Our first day in Panama was a true expedition-style day spent on the remote island of Escudo de Varaguas. An intrepid group set off early, landing on a long sandy beach dotted with abandoned fishing huts. A walk along the edge of forest yielded sightings of the endemic Escudo hummingbird, the golden-collard manakin, bay wren, and blue-gray tanager. The rest of the group chose to take a Zodiac cruise and were greeted by brown boobies and a pygmy sloth. Later in the afternoon a small group set out for some drift snorkeling along a small passage just off the community of Cotton Bay. The snorkeling yielded too many fish to count but the highlight had to be the family in a dugout canoe that we met. Jack was able to engage them with his Spanish and we learned they were living on the island for a short period of time.

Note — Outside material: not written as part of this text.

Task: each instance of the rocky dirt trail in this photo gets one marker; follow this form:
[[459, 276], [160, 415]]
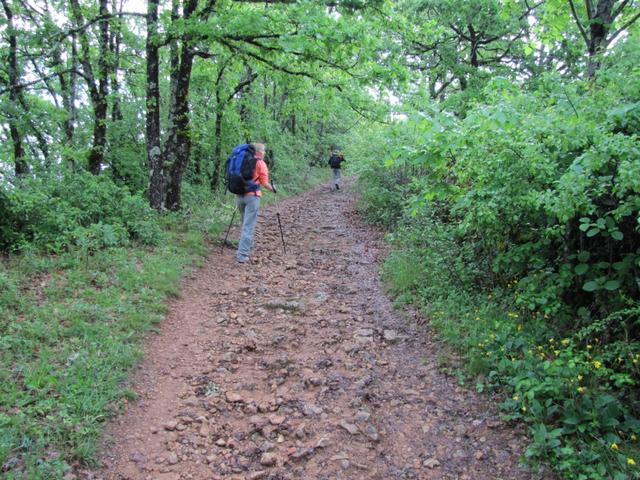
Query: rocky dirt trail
[[297, 367]]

Our next destination was the San Blas Archipelago where we were struck by the beauty of these little gems that number about 360... one for every day of the year. The ship anchored off the island of Acuatupu and we landed at a community that came to be known as the "mola mall." The line of people selling crafts seemed to go on forever but we did our best to support the local economy. Later in the afternoon, at Holandes Caye, we enjoyed a choice of water sports including diving, snorkeling, nature walks, sea kayaking, and general relaxation. Even the Commandant made it ashore and we all agreed it was one of the most beautiful places we had been.
A daylight transit of the Panama Canal allowed us to experience and appreciate this man-made wonder, often referred to as the “Eighth Wonder of the World.” Rich Cahill, Panama native and expert guide, enlightened us with facts, figures, and volumes of information about the canal system.